The interactive runner at /lab/benchmarks invokes the C++, Rust, and AVX-512 Zig binaries live; the deep-dive writeup walks the full Python → AVX-512 → "read the assembly" arc with code at every stage, including the small Python tool that does the critical-path analysis on the compiled binary. The point isn't that Python is bad: it's a great default. The point is that knowing what the journey looks like lets you decide deliberately when to leave Python and when not to.
WebGPU compute lab
The /lab/gpu page runs three compute shaders in your browser: matrix multiplication, image convolution, and a parallel Fibonacci reduction. Each benchmark batches all iterations into a single GPU command buffer; submitting per iteration would be dominated by submission overhead and would not reflect any realistic workload's performance.
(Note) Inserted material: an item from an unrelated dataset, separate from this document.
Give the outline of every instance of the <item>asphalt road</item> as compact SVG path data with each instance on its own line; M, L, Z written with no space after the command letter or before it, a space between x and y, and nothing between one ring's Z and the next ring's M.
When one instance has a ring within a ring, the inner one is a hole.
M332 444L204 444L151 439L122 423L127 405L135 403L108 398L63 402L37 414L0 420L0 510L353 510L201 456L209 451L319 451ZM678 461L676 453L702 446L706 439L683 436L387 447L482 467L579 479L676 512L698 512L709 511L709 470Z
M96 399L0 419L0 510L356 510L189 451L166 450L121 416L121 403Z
Shaders are plain WGSL; the runner is a small TypeScript wrapper around the WebGPU API. CPU baselines are computed on a Fly.io-hosted Zig binary so the comparison is fair: same workload sizes, same precision, same data. For small problem sizes the CPU wins on latency (kernel launch overhead dominates); for large ones the GPU wins by orders of magnitude. The page makes that crossover legible.
Deploy
The frontend is Astro 6 with React islands, built with Bun, deployed to
Cloudflare Pages. The backend is a multi-stage Docker build: a builder stage
installs Zig 0.15, Rust nightly, CMake, protobuf, and abseil; compiles all
benchmarks; then the runtime stage copies just the binaries into a slim
Python image. Deployment is a single flyctl deploy; remote
builds run on Fly.io's builders so the local toolchain stays uninvolved.
Why this exists as a case
The Python-to-assembly journey is the same conversation I end up having with most engineers I work with. Knowing the shape of it (what's a 10× win, what's a 1000× win, when does each become available, and what each rung costs in maintenance) is what separates "I optimised it" from "I optimised it deliberately." This case page exists so I can point at a worked example of that conversation when it comes up, with real numbers attached.